"America is back," goes President Joe Biden's catchphrase, but his unapologetic exit from Afghanistan shows America won't be back to business as usual.
Beyond the trauma of the Kabul evacuation, Biden is pitching a much broader retreat: a halt to using vast military resources to impose order and US values around the planet.
"This decision about Afghanistan is not just about Afghanistan," Biden said in what many see as a historic speech on Tuesday. "It's about ending an era of major military operations to remake other countries."
"Human rights will be at the center of our foreign policy but the way to do that is not through endless military deployments," he said. "Our strategy has to change."
Benjamin Haddad, director of the Europe Center at the Atlantic Council and an expert on transatlantic relations, called the speech "one of the most eloquent repudiations of liberal internationalism by any US president in the last decades."
For those Americans fond of imagining their country to be a unique, invincible superpower— winner of the Cold War, then awesome military interventionist everywhere from Iraq to Africa ever since— this is a shock.
For most, though, polls show Biden's pivot is likely to be popular.
Where Trump, Biden agree
Biden's presidency is usually seen as a repudiation of the Donald Trump administration.
It's true that a lot— from things like White House decorum to re-entering the Paris climate accord— changed the moment Biden walked into the Oval Office on January 20.
But Biden's abandonment of open-ended US military adventures—what detractors call being "the world's policeman"— is Trumpian.
When Biden announced "it's time to end this forever war," about Afghanistan, "it could just as easily be Trump," said Charles Franklin, a Marquette Law School professor and director of the Marquette opinion poll.
Today "the public is not committed to a large international role, certainly not of the sort the US played in the 1950s-1990s," Franklin told AFP.
Regarding Afghanistan in particular, polls show strong backing for exiting— 77 percent, according to a new Washington Post-ABC News poll— even if Biden is taking a battering for the chaotic manner of the withdrawal.
Alliances at risk?
Where Biden differs sharply from isolationist Trump is in enthusiasm for building alliances.
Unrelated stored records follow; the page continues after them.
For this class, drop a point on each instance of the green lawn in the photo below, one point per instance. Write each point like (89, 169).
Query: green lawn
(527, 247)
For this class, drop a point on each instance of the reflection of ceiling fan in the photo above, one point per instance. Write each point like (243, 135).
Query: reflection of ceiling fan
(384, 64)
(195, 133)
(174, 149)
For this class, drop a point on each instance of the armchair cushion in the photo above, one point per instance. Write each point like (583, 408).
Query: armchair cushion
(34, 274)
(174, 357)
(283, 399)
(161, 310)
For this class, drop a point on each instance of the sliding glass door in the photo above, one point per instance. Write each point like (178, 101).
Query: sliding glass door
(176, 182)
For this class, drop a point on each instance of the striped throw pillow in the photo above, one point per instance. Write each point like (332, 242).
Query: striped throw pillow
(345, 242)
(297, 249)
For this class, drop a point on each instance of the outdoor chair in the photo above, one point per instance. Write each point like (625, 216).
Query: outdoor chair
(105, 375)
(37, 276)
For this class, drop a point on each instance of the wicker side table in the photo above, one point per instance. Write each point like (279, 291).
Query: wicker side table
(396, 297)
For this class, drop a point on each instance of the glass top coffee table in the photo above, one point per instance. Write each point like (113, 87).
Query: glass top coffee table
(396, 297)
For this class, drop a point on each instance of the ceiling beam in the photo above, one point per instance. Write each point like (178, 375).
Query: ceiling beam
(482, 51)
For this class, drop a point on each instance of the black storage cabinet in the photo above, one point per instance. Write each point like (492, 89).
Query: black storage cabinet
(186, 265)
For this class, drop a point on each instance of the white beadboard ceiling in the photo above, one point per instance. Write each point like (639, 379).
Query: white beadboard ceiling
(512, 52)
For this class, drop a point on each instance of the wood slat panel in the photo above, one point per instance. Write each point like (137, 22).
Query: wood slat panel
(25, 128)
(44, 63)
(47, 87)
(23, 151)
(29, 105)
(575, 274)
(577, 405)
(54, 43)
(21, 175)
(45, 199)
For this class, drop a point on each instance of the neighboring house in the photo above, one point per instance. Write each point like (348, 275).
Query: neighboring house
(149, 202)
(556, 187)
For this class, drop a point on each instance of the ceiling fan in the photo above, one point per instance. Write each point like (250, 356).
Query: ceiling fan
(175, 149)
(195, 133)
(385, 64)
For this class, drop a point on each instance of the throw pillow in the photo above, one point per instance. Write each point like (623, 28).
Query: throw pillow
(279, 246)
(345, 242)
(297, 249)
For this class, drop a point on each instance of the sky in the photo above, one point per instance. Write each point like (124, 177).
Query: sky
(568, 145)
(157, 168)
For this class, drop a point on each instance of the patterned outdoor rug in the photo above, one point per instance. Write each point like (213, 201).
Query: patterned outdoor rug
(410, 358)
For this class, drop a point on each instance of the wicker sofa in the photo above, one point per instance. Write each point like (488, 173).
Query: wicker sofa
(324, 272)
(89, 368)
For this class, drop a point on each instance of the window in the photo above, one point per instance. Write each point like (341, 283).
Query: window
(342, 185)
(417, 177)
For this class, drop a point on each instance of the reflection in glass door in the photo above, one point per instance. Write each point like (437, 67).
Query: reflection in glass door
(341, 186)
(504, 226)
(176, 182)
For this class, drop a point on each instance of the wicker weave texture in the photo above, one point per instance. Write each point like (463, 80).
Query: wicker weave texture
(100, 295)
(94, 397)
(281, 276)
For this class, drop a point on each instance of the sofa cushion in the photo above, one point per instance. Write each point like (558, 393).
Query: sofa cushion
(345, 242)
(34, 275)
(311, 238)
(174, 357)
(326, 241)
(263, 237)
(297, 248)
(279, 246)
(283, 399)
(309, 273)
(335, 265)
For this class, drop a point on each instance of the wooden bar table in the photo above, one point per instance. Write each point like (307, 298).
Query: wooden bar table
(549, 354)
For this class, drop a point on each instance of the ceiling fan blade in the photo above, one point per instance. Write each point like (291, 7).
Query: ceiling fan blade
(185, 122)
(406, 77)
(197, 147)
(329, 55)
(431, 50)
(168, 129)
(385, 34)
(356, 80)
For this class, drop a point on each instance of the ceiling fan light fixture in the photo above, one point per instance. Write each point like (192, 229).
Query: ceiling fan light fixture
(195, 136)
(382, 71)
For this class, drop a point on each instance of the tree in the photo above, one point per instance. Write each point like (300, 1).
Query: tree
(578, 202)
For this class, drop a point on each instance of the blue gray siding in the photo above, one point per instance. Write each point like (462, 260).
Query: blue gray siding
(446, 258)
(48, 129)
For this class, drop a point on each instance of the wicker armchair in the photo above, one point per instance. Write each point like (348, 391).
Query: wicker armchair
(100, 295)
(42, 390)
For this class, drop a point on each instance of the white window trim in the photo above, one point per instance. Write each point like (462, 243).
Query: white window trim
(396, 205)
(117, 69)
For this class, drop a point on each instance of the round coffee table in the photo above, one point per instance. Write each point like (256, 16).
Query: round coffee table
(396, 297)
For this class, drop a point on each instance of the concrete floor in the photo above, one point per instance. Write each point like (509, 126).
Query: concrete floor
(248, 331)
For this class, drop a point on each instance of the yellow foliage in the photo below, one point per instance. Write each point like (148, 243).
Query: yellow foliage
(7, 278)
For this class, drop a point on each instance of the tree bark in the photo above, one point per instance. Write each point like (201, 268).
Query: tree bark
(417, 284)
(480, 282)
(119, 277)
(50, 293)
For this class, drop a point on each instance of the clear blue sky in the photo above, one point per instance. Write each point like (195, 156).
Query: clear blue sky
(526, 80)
The United States may not be a swaggering global cop, the Biden theory goes, but it can be a friendly community leader.
His administration moved quickly to put Washington back at the center of tortuous negotiations between major powers and Iran over its nuclear policy, the climate accord, and traditional alliances like NATO.
A June trip to Europe for G7 and NATO summits— Biden's only foreign trip to date— resembled the diplomatic equivalent of a band getting back together.
Now, though, some of those allies might be feeling nervous, analysts say.
Tricia Bacon, an expert on counter-terrorism at American University's law department, told AFP that allies feel "a fair degree of frustration" over the lack of coordination in the US departure from Afghanistan.
The US "message will have to be very consistent to regain the lost credibility," she said.
And Imad Harb, research director at the Arab Center in Washington, said European partners aren't the only ones left wondering.
"Arab regimes accustomed to a close relationship with the United States should be worried about what happened in Afghanistan," he wrote on the think tank's website.
"Biden may have finally drawn the curtain on American military interventionism in the wider Middle East," Harb said.
Calling Biden's post-withdrawal speech "sobering," Harb said the apparent "contours of a 'Biden Doctrine'" will have sown "trepidation" across a region that for two decades has known no other reality than US intervention.